Though the problem of alcoholism never went away, the last three decades has increasingly been about the newest worldwide drug epidemic: the Opioid Crisis. While opioids and their terrible effects have lawmakers and families hungry for a solution, people living with addiction to amphetamines are faring just as badly. Amphetamines are synthetic drugs that were originally synthesized in the middle of the 19th century. Shortly after their creation, though, they were effectively shelved, and it was rare that anyone chose to use them until the 1930s. Then, several armies were dosing soldiers a variety of different drugs to keep them awake and alert to fight. Methamphetamine, a product of amphetamine, was given to German and Japanese soldiers in tablet form. The trick worked – the soldiers were far more lively, and fought hard. The crash, though, was terrible. For days, sometimes weeks, at a time, soldiers were in pain, and listless. Other soldiers had a different experience: their increased alertness and energy made them aggressive, and those aggressions were taken out on those above rank, as well as the very civilians they were fighting to protect.

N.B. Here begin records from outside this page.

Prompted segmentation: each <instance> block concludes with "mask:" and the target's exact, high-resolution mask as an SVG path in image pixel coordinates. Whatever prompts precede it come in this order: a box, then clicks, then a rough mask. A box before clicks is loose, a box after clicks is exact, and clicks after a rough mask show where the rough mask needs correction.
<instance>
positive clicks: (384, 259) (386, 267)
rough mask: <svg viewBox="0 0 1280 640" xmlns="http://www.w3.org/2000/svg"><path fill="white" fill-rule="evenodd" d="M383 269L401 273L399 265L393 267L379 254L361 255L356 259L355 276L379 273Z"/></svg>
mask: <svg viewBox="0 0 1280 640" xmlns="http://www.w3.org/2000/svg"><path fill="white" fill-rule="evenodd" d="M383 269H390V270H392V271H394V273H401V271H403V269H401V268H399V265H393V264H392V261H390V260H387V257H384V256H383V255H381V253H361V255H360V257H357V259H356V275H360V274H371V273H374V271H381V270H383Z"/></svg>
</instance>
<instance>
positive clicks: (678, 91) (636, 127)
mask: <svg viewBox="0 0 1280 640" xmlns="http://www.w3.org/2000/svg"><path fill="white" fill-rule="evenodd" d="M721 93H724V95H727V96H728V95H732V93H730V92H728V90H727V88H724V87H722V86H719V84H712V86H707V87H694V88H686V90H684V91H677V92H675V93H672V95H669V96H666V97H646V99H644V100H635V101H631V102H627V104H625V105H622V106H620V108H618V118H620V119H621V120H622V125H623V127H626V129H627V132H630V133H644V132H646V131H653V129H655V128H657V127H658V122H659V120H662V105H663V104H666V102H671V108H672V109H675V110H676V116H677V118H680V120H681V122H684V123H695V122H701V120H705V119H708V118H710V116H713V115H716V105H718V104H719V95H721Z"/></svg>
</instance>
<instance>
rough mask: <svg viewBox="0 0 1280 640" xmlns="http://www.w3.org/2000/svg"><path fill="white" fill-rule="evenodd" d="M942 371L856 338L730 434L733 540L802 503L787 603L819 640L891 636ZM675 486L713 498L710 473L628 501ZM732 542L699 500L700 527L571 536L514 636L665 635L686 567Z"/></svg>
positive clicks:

Meth still managed to enter the United States, but in the form of a diet tablet. After the addictive nature was discovered, it was pulled from shelves, and listed as a Schedule I narcotic by the federal government. Today’s meth epidemic began in the 1980s, when motorcycle gangs, intent on making money, turned to manufacturing meth.

Any and all of these drugs are highly addictive, and treatment is an option that can save a life.